0 thoughts on “Male-pattern baldness -> Great Photoshop feature

  1. You guys need to put a place somewhere for others to give fedback and ideas for the new photoshop.
    [Please check out the feature request form. –J.]
    I suggest tabbed areas so you can switch back and forth between mulitple open projects in photoshop. I always have a few open and like to transfer things between each projecct but it is always a hassel to minimize and find right one, ect.
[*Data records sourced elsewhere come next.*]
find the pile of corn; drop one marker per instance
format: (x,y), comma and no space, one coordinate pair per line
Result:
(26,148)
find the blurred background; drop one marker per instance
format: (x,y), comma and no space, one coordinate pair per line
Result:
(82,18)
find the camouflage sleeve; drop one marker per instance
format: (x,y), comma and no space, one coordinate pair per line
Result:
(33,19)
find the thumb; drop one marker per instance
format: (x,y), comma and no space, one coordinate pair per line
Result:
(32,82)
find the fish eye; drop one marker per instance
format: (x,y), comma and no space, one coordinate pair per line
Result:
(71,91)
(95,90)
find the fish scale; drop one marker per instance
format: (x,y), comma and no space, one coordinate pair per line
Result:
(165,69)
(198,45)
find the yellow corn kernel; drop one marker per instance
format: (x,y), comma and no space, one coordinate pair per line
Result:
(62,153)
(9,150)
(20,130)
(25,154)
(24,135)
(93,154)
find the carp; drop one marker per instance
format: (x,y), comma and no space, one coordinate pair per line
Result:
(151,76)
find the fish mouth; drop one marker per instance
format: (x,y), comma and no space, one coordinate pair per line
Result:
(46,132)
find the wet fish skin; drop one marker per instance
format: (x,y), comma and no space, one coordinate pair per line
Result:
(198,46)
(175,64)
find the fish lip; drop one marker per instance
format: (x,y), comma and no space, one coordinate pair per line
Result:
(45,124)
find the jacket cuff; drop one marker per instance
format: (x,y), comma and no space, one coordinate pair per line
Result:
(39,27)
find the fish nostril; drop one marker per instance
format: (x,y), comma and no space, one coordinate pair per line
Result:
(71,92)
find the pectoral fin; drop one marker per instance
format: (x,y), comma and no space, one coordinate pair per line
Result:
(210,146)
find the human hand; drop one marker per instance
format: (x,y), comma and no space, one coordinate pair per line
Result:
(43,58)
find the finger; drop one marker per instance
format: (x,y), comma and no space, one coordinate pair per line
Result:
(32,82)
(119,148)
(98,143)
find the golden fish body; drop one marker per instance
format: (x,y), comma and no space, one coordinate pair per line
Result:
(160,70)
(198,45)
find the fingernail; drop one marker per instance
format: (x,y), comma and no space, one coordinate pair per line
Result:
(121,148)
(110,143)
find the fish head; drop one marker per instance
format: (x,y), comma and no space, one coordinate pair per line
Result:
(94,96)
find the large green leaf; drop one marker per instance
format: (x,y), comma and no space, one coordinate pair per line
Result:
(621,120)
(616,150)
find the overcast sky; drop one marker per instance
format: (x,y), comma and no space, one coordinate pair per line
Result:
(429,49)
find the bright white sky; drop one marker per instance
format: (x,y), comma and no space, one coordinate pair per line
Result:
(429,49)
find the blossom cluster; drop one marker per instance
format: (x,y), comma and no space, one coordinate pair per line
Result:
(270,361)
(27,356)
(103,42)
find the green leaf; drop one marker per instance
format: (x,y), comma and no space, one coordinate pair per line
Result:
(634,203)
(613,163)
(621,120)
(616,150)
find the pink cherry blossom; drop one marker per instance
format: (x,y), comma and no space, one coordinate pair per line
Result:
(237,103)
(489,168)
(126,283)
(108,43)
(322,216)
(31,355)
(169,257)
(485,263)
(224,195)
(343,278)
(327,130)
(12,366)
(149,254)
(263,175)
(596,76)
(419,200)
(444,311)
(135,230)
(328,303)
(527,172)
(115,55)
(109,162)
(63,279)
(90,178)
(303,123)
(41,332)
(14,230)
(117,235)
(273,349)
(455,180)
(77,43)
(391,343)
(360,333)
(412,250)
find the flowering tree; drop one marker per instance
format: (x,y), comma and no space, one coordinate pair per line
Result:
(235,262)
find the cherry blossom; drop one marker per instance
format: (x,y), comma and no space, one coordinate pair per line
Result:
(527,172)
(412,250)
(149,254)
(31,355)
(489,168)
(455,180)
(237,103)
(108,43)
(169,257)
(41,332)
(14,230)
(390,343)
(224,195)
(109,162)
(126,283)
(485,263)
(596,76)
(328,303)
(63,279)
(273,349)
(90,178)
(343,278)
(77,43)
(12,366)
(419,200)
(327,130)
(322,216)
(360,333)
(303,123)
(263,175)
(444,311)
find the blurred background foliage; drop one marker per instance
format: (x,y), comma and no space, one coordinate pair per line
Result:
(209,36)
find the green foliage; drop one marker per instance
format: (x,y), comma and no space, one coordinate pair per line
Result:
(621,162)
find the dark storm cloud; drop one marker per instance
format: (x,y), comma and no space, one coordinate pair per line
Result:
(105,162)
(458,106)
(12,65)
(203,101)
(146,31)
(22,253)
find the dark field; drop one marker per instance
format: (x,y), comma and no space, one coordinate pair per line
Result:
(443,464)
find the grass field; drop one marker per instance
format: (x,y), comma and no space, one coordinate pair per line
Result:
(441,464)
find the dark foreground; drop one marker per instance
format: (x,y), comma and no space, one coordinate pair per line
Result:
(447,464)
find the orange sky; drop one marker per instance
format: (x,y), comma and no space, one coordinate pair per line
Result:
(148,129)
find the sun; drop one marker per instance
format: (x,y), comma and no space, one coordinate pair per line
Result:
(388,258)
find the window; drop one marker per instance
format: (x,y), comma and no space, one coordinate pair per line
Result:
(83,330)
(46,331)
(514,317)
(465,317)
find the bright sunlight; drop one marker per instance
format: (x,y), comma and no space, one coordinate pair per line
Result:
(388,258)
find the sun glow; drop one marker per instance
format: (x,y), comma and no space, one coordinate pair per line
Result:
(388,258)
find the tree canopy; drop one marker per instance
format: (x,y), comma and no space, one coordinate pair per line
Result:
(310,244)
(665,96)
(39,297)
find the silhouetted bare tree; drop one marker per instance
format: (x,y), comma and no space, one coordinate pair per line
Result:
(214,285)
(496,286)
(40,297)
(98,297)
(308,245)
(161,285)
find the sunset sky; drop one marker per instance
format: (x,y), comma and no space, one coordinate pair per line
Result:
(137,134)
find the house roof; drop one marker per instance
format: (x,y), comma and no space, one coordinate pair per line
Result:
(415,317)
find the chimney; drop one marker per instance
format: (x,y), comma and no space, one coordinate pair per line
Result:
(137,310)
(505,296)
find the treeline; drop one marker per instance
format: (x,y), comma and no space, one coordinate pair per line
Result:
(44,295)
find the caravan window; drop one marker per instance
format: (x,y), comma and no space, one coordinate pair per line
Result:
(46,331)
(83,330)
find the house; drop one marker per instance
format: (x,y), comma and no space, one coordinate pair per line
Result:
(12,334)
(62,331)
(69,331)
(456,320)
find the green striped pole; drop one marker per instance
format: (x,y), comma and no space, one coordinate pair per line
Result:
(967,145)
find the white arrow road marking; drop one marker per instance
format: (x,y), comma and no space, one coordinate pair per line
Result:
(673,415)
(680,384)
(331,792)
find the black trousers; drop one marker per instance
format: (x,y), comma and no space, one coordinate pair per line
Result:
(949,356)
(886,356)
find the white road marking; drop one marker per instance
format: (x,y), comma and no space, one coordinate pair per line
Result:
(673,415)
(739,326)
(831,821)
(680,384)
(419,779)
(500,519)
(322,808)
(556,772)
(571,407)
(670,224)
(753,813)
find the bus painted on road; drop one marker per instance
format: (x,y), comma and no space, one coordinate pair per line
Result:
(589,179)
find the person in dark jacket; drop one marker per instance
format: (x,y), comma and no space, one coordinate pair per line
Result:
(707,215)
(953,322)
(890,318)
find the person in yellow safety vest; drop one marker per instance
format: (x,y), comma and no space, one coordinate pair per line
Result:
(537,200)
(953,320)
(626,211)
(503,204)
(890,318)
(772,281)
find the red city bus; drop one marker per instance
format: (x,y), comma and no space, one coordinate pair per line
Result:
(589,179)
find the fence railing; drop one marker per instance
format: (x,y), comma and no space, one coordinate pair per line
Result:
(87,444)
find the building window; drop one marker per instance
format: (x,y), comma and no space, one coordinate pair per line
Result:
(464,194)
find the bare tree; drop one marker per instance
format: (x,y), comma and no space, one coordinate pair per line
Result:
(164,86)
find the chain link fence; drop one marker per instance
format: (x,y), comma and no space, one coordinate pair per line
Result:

  2. Hey John – I hope you had a wonderfull Christmas holiday ! I was gifted with a nice canon photo printer this year and the whole color profile thing has really got me confused.. are there any links you could recomend to help get the printer to play fair with cs2 on a mac ? – Cheers, Ab
    [Ab, I don’t know of anything offhand, but let me ask around. Maybe someone else here will chime in with a suggestion or two. –J.]
    [Update: Tom Attix from Photoshop QE writes,
    “The simple answer:
    – Calibrate your monitor to whatever degree possible (if you don’t have a hardware profiler try SuperCal
    – On opening, your document color space may be any number of spaces, for the most part it’s not going to matter. If you’re creating a new file, ProPhoto RGB or AdobeRGB will provide the largest color spaces. Converting from one space to another is a lossy process, so converting from a smaller like sRGB to a larger space isn’t going to add anything.
    – The main thing you’ll need for a good print is a good color profile for the Printer and Paper you’ll be using. Canon may have pre-made profiles for your printer and various Canon papers. Other paper manufacturers also provide profiles for their paper and some popular printers. These are installed in Library/Colorsynch/Profiles.
    To Print:
    – Go to the Print with Preview window, pick the correct printer and page size in page set up
    – Set the popup menu below the preview image to Color Management
    – In Print Box, select Document
    – In the Options box select:
    Color handling: Let Photoshop Determine Colors
    Printer Profile: Select your printer and paper combo
    Rendering Intent: Relative Colormetric
    – Click the print button. You are now looking at the OS print dialog. Make sure the right printer is selected (it should be).
    – The third pop up is where all the printer driver setting can be selected, the contents of the menu will be different from printer to printer. Most of these settings aren’t important but some are critical. You need to, again, select the paper type, select the print quality and (very important) turn off the printers color management (this is because you told Photoshop to determine the colors in the Print with Preview window).
    – Now click Print (it’s just easy)”

  3. OK, as someone “follicularly challenged” myself, this cracks me up. I didn’t know this was a motivator, but hey, what a gift Mother Nature has given us. 🙂

  4. Hey some sort of a “hair tool” would be great. And a welcome addition for those of us restoring photos at OPR (operationphotorescue)
    Hair is one of the most difficult ‘things’ to restore.